What happens if I save the same artifacts & records twice?¶
LaminDB’s operations are idempotent in the sense defined in this document.
This allows you to re-run a notebook or script without erroring or duplicating data. Similar behavior holds for human data entry.
Summary¶
Metadata records¶
If you try to create any metadata record (Record
) and search_names
is True
(the default):
LaminDB will warn you if a record with similar
name
exists and display a table of similar existing records.You can then decide whether you’d like to save a record to the database or rather query an existing one from the table.
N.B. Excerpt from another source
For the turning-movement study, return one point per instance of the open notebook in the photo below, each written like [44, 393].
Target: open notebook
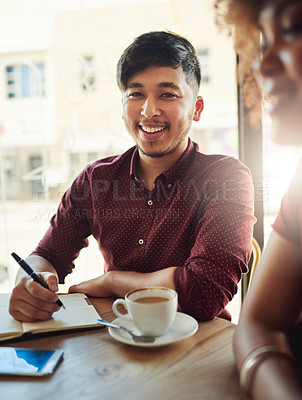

If a name already has an exact match in a registry, LaminDB will return it instead of creating a new record. For versioned entities, also the version must be passed.
If you set search_names
to False
, you’ll directly populate the DB.
Data: artifacts & collections¶
If you try to create a Artifact
object from the same content, depending on artifact_if_hash_exists
,
you’ll get an existing object, if
creation.artifact_if_hash_exists = "warn_return_existing"
(the default)you’ll get an error, if
creation.artifact_if_hash_exists = "error"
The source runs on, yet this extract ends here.